Vieillir au XXIe siècle

Regards sur la vieillesse dans la littérature et le cinéma germanophones contemporains

13 novembre 2020

 Journée d’étude organisée par CAECE (Culture Allemande dans l’Espace Culturel Européen)

 IMAGER (Institut des Mondes Anglophone, Germanique et Roman EA3958)

Université Paris-Est Créteil

 

En 2004, Frank Schirrmacher publiait Das Methusalem-Komplott. Le livre, aux accents volontiers catastrophistes, avait le mérite d’attirer l’attention du grand public sur le vieillissement des sociétés occidentales, envisagé comme l’un des défis majeurs du nouveau siècle.  Face à l’urgence, une réflexion approfondie sur la vieillesse et le vieillir apparaissait comme indispensable. On pourrait objecter que, depuis le De Senectute de Cicéron en passant par La vieillesse de Simone de Beauvoir, sur la vieillesse, tout a été dit. Ce serait oublier que, si vieillir est bien une expérience existentielle commune à tous les êtres, la vieillesse est aussi une construction sociale et culturelle qui évolue avec le temps et les mentalités. Avec la sensibilité qui les caractérise, écrivains et artistes sont particulièrement aptes à saisir ces mutations. Pour appréhender la vieillesse et le vieillir en ce début du XXIe siècle, il apparaît donc légitime de solliciter la littérature et le cinéma des années 1990 à aujourd’hui, et a fortiori la littérature et le cinéma des pays germanophones, dans lesquels le vieillissement de la population est encore plus prononcé.  Peut-être  nous diront-ils s’il est possible, en ce début du XXIe siècle, d’envisager la vieillesse avec sérénité ou si, au contraire, le pessimisme avec lequel est traditionnellement abordé cet ultime chapitre de l’existence demeure, entièrement ou en partie, justifié.

La vieillesse commençant le plus souvent par la physiologie, une étude de la représentation du corps vieillissant dans la littérature et le cinéma contemporains paraît s’imposer.
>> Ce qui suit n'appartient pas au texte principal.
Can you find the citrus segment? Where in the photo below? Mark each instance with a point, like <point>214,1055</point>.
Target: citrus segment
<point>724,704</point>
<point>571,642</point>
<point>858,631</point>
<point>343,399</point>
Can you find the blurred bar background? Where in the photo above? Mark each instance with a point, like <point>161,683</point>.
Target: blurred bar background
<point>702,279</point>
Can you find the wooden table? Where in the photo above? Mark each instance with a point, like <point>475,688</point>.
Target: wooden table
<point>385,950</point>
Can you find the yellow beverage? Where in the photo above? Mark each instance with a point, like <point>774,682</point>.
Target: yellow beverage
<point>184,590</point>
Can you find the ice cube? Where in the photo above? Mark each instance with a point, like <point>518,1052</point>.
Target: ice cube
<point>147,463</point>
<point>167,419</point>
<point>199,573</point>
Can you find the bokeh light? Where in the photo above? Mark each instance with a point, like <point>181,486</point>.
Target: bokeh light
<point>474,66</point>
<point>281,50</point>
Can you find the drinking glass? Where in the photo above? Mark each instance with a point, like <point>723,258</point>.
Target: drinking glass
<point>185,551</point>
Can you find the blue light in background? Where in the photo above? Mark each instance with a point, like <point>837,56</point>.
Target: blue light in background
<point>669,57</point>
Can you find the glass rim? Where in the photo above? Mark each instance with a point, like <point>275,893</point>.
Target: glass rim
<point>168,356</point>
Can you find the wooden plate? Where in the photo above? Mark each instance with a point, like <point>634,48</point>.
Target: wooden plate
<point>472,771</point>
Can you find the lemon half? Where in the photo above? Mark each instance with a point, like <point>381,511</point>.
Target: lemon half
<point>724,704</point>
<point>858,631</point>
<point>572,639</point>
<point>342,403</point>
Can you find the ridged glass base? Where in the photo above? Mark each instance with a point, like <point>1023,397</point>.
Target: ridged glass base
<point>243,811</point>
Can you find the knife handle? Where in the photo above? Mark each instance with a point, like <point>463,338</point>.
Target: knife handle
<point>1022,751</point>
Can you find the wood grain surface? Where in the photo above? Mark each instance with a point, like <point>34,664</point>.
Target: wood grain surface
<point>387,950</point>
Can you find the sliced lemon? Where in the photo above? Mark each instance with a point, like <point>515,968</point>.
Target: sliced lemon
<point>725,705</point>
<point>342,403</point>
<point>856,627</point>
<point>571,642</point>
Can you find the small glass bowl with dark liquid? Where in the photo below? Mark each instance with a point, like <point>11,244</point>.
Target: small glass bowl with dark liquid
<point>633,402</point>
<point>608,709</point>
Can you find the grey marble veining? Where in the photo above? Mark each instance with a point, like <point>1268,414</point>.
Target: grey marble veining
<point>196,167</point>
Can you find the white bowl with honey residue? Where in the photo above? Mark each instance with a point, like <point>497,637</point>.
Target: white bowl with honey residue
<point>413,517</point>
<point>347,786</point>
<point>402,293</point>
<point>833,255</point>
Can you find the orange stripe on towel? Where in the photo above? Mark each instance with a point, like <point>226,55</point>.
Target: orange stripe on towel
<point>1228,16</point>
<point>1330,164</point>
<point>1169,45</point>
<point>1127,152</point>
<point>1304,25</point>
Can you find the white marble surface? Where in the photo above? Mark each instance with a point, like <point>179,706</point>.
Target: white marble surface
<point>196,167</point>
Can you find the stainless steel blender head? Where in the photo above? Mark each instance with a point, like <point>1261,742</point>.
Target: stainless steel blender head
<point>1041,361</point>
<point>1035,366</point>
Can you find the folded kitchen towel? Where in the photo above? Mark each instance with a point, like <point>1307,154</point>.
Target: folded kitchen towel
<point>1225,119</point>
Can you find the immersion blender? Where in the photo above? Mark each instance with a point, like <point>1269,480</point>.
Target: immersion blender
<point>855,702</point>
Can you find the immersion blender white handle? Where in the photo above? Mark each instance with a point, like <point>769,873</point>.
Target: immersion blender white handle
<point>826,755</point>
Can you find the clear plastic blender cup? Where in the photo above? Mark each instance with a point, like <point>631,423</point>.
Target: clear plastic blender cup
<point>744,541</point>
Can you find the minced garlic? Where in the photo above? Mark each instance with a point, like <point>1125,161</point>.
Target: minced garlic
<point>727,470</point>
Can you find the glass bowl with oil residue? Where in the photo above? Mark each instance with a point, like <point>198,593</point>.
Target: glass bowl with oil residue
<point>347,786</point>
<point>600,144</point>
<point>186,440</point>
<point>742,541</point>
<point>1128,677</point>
L’accent est-il mis sur la débâcle du corps et les outrages du temps ou, au contraire, assiste-t-on à une mise en valeur  du corps mature correspondant à une volonté plus large de porter sur la vieillesse un regard positif ? À l’intersection de la physiologie et de la psychologie, la maladie d’Alzheimer et la démence sénile devront également retenir l’attention, et plus largement, la question de la dépendance, des liens qu’elle engendre et des établissements qui lui sont dévolus. On pourra se pencher, par exemple, sur le récit autobiographique d’Arno Geiger, Le Vieux Roi en son exil (2011), le roman d’Annette Pehnt, Haus der Schildkröten (2006), les films Mein Vater d’Andreas Kleinert (2003),  Honig im Kopf de Til Schweiger (2004) ou Die Auslöschung de Nikolaus Leytner (2013).

Il conviendrait également d’examiner le vieillir à la lumière des études sur le genre et des études gay et lesbiennes. Dans la littérature et le cinéma contemporain, le regard porté sur le vieillissement varie-t-il selon que le personnage est un homme ou une femme, hétérosexuel ou homosexuel ?  Comment s’exprime, entre personnages de même sexe ou de sexe opposé, le sentiment amoureux, confronté à l’épreuve du temps, des rides et des défaillances du corps ? À quoi ressemble la sexualité des seniors, cinquante ans après la révolution sexuelle, à l’ère d’Internet et du Viagra ? Des romans comme Der Lebenslauf der Liebe (2001) de Martin Walser ou des films tels que Wolke 9 d’Andreas Dresen (2008) suggèrent qu’Eros ne vieillit pas, mais s’agit-il de la représentation la plus fréquente ?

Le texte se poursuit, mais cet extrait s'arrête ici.